In Prosfygika, Ave Alexandras, there are currently more than five hundred people ifrom every manifestation of the oppressed class: Refugees, immigrants, families with their children, the elderly, the sick, formerly homeless, political fighters, addicts, those dependent to the ELPIS hospital, and people of every nationality or religion. It is a multinational mosaic of the communities of the world’s most rebellious and plundered of peoples. People who have experienced capitalist war, displacement and torture, poverty and misery, persecution and hunger.

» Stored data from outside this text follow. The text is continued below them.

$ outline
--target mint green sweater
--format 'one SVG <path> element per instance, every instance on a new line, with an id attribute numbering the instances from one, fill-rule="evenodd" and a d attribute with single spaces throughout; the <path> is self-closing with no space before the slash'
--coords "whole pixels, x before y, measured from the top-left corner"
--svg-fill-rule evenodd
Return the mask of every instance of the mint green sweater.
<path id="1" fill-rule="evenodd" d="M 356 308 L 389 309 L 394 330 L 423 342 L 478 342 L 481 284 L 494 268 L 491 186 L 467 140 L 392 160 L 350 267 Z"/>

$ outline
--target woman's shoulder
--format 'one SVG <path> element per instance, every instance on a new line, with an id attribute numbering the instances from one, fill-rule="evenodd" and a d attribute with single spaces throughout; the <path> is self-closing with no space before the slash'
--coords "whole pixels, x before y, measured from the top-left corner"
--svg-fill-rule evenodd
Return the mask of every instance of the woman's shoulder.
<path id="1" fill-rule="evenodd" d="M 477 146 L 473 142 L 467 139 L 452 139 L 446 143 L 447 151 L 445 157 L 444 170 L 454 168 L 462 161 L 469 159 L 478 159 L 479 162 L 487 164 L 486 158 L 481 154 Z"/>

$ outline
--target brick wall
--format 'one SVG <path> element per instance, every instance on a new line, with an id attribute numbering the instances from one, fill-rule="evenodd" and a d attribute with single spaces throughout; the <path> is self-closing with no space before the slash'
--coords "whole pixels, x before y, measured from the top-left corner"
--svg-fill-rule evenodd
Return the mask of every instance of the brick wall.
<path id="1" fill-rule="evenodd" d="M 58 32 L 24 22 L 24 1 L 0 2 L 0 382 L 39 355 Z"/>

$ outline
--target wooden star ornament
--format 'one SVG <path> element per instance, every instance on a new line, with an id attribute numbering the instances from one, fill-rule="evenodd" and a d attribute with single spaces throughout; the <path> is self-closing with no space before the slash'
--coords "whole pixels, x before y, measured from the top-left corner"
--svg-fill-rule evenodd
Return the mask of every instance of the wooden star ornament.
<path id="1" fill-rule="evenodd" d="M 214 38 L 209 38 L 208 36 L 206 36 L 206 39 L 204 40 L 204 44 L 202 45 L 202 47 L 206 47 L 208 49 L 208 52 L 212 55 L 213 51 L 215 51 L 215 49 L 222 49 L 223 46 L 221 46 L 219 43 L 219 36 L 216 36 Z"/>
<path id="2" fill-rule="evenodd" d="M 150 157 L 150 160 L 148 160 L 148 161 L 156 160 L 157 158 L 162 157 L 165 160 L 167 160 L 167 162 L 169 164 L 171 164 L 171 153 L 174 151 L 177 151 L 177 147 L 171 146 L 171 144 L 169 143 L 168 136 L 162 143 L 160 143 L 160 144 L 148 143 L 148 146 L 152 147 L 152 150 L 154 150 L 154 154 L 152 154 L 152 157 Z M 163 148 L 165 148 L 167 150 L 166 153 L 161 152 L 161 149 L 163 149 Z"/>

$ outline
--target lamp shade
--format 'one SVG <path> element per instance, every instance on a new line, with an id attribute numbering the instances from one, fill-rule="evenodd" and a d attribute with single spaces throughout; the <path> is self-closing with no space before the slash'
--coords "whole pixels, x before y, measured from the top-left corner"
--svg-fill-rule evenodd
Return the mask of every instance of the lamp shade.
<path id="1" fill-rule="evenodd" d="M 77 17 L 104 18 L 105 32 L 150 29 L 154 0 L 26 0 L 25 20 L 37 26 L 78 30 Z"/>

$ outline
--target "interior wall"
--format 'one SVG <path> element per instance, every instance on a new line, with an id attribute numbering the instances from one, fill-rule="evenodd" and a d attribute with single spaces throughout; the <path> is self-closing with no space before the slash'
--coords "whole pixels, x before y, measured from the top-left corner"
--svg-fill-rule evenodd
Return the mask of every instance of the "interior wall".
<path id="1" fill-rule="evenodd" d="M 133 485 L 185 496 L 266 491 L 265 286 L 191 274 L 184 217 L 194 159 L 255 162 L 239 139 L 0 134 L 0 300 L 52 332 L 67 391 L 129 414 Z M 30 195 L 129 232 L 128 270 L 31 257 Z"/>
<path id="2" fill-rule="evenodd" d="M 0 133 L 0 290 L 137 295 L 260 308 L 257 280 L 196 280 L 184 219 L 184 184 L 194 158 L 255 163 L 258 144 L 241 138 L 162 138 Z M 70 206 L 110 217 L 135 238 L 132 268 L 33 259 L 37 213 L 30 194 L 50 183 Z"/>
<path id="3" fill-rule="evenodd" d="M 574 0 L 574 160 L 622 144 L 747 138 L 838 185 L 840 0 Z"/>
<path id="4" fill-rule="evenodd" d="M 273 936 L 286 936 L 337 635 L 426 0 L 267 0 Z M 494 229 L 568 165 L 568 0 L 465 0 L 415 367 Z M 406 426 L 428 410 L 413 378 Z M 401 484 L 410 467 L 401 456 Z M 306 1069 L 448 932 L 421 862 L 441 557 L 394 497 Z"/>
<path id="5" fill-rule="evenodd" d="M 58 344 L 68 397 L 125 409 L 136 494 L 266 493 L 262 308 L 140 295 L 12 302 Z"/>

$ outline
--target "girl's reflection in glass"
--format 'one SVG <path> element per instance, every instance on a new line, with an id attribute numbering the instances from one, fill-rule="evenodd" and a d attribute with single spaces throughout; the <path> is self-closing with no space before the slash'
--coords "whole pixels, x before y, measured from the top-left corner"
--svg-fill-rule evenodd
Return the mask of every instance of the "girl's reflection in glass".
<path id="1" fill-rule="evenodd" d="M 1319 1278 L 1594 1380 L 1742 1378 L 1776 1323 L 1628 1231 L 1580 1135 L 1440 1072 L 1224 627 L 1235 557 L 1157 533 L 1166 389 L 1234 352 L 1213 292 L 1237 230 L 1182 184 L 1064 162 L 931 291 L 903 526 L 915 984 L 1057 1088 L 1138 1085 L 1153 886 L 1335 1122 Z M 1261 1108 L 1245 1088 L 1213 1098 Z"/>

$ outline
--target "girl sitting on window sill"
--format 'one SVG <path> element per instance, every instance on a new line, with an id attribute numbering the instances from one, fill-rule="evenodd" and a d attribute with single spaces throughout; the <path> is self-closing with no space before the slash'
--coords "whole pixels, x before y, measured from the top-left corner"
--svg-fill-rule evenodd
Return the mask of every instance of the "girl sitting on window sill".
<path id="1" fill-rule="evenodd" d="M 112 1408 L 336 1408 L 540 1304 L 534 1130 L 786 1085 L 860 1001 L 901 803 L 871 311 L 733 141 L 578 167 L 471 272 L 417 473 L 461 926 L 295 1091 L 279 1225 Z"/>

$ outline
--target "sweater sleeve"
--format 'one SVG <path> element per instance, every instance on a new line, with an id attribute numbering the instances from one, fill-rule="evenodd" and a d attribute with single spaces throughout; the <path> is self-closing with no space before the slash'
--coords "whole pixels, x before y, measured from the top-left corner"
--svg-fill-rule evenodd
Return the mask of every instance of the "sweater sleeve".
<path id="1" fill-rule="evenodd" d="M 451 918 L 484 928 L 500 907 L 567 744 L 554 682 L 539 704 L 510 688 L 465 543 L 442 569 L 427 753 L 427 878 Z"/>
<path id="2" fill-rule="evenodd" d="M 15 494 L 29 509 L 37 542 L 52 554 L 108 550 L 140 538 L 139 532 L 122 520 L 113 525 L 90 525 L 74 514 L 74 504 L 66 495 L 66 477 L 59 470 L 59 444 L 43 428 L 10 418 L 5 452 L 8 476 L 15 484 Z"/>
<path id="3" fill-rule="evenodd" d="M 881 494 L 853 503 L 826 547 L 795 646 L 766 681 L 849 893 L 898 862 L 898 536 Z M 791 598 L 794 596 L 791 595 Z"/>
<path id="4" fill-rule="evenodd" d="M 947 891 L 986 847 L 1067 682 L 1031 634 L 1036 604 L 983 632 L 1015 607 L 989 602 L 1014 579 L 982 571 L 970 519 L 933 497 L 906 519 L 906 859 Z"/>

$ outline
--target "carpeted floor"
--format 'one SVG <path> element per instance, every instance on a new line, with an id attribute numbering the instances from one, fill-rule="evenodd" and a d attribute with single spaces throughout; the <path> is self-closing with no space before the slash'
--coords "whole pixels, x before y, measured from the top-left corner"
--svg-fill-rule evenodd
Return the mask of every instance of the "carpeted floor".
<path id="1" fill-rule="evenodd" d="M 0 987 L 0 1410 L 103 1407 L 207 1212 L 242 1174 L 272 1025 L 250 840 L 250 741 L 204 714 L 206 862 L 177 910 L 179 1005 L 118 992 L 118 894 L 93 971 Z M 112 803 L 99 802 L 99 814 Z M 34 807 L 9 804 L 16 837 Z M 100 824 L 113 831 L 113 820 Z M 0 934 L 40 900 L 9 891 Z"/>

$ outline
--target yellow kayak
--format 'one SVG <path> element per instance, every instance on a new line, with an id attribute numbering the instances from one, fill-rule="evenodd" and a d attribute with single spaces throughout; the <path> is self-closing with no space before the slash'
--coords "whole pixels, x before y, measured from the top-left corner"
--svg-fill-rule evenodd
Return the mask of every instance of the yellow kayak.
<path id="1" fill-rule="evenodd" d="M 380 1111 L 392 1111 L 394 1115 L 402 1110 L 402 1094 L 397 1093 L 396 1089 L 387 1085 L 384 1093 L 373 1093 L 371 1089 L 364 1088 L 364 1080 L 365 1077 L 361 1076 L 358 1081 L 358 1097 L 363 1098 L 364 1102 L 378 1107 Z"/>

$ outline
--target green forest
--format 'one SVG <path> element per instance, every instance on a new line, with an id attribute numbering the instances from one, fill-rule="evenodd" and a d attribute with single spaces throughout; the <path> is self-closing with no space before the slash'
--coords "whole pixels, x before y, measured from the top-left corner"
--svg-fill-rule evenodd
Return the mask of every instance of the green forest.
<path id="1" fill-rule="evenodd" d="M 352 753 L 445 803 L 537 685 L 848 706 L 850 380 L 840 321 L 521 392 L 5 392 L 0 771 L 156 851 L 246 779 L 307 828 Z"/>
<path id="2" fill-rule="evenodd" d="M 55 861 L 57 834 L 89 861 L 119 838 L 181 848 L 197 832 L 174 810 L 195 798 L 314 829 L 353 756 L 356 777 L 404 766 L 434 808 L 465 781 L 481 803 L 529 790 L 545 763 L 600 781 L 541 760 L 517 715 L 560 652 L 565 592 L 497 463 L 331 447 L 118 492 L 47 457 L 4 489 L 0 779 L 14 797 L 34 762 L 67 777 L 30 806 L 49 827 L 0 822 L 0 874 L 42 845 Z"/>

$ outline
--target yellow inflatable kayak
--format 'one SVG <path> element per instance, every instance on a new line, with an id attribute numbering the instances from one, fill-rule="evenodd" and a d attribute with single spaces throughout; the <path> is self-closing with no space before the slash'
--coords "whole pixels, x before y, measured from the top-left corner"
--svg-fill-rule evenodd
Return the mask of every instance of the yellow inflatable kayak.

Our narrative about the neighborhood of Prosfygika speaks to the struggle for survival and dignity, for solidarity and companionship, for self-organization, equality and social struggle, for interracial and inter-religious coexistence in times of poverty and social cannibalism. A social and cultural workshop of self-esteem and community that continues to remain with those who built it, immigrants, refugees and opponents of capitalist barbarism. It talks about the smiles of dozens of children playing in the streets of the neighborhood, collective kitchens and self-organized production and self-education structures, social and political actions, care for the sick and the weak, maintenance work, with meager means, a place that concentrates memories of struggles of the working class over the past eighty years.